Philadelphia schools open Monday amid uncertainty

PHILADELPHIA - September 9, 2013

The district has rehired about 1,600 of the 3,800 employees laid off over the summer to close a $304-million budget gap. Students are also adjusting to consolidated schools as they begin a new year of learning.

Yet despite everything, students at Martin Luther King High School received a warm welcome from a supportive community as they embark on the start of a new school year.

Arnold Wells, whose child attends Martin Luther King High, says, "It's amazing how you have clergy, community, parents just show up for support of the kids."

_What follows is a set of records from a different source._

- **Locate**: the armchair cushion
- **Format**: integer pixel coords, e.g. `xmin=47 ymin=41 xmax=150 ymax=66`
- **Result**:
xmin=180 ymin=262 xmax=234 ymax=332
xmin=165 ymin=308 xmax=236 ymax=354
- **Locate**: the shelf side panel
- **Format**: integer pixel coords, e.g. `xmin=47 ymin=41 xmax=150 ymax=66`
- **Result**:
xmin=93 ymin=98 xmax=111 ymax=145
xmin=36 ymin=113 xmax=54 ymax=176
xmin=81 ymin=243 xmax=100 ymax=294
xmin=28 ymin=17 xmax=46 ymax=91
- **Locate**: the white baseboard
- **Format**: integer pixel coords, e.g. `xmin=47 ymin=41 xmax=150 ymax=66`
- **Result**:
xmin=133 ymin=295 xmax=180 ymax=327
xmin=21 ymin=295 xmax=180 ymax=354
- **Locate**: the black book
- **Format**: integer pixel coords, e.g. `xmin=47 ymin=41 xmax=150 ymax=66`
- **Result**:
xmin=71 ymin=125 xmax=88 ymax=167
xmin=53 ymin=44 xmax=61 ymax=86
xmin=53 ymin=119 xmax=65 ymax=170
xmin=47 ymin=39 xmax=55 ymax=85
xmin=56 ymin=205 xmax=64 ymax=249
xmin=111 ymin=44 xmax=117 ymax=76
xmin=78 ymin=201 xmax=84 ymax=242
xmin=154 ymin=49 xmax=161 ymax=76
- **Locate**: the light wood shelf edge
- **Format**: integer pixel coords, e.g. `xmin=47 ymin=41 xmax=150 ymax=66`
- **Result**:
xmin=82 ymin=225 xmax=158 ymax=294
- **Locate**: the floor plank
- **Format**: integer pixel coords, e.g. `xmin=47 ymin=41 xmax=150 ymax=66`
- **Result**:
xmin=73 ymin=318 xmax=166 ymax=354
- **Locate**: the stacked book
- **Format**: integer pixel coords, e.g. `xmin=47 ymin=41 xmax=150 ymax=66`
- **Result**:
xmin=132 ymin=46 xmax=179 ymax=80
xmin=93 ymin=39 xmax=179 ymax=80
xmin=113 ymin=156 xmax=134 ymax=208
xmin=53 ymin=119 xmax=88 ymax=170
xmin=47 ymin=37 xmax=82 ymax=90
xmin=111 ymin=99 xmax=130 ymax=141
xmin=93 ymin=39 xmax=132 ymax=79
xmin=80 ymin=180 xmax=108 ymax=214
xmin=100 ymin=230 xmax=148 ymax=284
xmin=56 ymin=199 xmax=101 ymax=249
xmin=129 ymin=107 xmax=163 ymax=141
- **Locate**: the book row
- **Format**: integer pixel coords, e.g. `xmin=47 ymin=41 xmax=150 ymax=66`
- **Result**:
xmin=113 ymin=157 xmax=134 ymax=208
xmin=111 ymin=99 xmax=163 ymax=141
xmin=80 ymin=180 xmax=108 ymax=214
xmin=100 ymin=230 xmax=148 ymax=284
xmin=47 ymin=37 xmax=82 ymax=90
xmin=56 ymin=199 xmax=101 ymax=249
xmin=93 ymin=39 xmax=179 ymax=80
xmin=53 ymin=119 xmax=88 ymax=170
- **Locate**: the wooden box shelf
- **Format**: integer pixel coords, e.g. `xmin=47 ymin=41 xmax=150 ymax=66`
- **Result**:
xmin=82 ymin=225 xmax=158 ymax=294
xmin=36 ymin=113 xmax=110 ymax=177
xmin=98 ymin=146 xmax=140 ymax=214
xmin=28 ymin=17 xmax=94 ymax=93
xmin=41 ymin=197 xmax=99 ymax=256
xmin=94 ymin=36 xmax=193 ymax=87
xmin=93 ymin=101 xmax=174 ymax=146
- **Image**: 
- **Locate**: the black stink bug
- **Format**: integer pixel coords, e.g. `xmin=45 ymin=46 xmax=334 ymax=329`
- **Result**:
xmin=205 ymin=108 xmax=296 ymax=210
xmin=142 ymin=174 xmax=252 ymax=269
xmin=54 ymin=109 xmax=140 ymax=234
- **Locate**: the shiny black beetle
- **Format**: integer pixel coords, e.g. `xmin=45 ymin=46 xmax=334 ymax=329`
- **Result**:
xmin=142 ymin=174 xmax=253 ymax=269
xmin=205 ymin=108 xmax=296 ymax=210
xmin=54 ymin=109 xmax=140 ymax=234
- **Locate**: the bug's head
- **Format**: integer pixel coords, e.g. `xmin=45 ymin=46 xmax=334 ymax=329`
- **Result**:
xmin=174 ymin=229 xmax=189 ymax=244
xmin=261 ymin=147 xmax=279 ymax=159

But with the new school year comes new challenges. Martin Luther King High School has merged with longtime rival Germantown High School, and there is a concern that the rivalry could lead to increased friction in the hallways, all while budget cuts are forcing the Philadelphia School District to operate with more than 2,000 fewer staff members.

Principal William Wade tells us, "This year we have to do more with less and we're prepared."

Wade, who is entering his third year as principal of MLK, is positive that he has enough resources to ensure a strong academic year for the nearly 1,300 students. However, while Action News was inside the school this morning, off-camera we witnessed a fight break out. Principal Wade says the two juniors have always been MLK students and that their beef had nothing to do with the school merger.

Wade explains, "Those two young men hadn't seen each other all summer, and this is a convenient place for them to start hugging and asking each other a few questions. But we were right on top of it."

"I'm positive, I'm confident that this should be a good school year," said Robin Hart from Enon Tabernacle Baptist Church.

But others, like parent Howard Fortune, are not as confident. The changes and a lack of resources had him hesitant to leave school grounds after dropping off his three children who previously attended Germantown High School.

Fortune tells Action News, "It's kind of crazy for any school to be understaffed. You know, these are our kids, your kids, anybody's kids ... they need to be protected at all times. Who knows what's going to happen?"

It is because of those concerns that the Philadelphia Police Department is involved in trying to make this a safe environment for all students. Commissioner Charles Ramsey stopped by MLK this morning, as well as other schools, to make sure everyone was behaving themselves.